Freitagmorgen erreicht mich die Einladung des Ausschusses für Familie, Senioren, Frauen und Jugend des Deutschen Bundestages. Am 28. November soll ich als Sachverständiger zum „Gesetzentwurf der Fraktionen der CDU/CSU und SPD zu Entwurf eines Vierten Gesetzes zur Änderung des Conterganstiftungsgesetzes“ Stellung nehmen. Das mache ich, wie schon 2013 beim 3. Conterganstiftungsänderungsgesetz, natürlich gerne.

Es ist diesmal aber etwas schwieriger als vor drei Jahren, denn der Gesetzentwurf zu dem ich mich sachverständig äußern soll, ist noch gar nicht in den Bundestag eingebracht worden. Es gibt ihn noch nicht. Immerhin wird versproch: sobald der Entwurf vorliegt, soll er uns dann auch gleich per E-Mail übersandt werden. Und für die schriftliche Stellungnahme habe ich dankenswerterweise auch noch bis zum 25.11. Zeit. Das nennt man wohl überhastet. Tempo hilft einem geordneten Gesetzgebungsverfahren in der Regel wenig. Zumal zu befürchten ist, dass es diesmal nicht, wie beim 3. Conterganstiftungsänderungsgesetz 2013, um verbesserte Leistungen für die Menschen mit Conterganschäden geht, sondern um eine Veränderung der Strukturen der Stiftung. Die erscheint mir zwar auch unverzichtbar.
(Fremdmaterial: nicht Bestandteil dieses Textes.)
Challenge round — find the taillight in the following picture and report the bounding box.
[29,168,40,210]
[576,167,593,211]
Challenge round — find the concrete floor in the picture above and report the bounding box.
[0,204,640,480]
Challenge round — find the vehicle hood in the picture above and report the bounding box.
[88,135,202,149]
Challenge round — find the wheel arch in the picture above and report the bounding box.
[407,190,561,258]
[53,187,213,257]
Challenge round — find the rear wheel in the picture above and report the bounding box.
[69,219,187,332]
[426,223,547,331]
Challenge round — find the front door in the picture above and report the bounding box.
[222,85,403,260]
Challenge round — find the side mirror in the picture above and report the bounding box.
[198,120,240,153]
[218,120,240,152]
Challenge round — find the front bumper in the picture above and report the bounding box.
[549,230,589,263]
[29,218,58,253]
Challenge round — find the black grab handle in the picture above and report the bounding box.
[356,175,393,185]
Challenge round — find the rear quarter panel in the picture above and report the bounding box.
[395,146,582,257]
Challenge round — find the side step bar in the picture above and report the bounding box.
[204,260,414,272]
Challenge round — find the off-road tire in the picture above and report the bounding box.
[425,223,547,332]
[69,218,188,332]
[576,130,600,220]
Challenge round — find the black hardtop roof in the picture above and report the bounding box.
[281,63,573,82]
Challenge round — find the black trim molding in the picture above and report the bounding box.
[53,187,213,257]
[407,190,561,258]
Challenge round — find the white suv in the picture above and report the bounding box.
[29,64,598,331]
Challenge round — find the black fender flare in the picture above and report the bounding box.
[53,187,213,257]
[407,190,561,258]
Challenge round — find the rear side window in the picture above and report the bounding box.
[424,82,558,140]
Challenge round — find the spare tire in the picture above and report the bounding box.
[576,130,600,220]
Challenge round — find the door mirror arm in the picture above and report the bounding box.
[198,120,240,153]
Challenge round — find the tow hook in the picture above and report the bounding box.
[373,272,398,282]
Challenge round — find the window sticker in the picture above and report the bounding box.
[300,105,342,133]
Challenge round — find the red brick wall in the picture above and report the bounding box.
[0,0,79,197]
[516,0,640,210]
Aber sie sollte nicht im Hauruck-Verfahren, ohne vorbereitende Diskussion mit den Betroffenen durchgezogen werden. Artikel 4 Abs 3 der UN-Behindertenrechtskonvention, der die Allgemeinen Verpflichtungen der Vertragstaaten regelt, verlangt: „Bei Entscheidungsprozessen in Fragen, die Menschen mit Behinderungen betreffen, führen die Vertragsstaaten mit den Menschen mit Behinderungen (…) enge Konsultationen und beziehen sie aktiv ein.“

Dass auch uns Sachverständigen für die Vorbereitung der Anhörung nur wenige Tage Zeit bleiben wird, macht die Angelegenheit weder seriöser noch besser.

Auch keine Geschichte am Rande ist, dass auch bei dieser Anhörung, wie schon zuvor bei der Anhörung zum Bundesteilhabegesetz im Ausschuss für Arbeit und Soziales, wohl nicht ausreichend  viele Plätze für Rollstuhlfahrerinnen und Rollstuhlfahrer bereit stehen werden. Der Bundestag hat im Jahre 22 nach der Einführung des Benachteiligungsverbotes für Menschen mit Behinderungen und sieben Jahre nach Inkrafttreten der UN-Behindertenrechtskonvention keinen (in Zahlen: 0) Saal, in dem eine Anhörung mit mehr als neun Rollstuhlfahrerinnen und -fahrern stattfinden kann. Dass die Anhörung ansonsten barrierefrei stattfinden wird, ist auch nicht ausgemacht.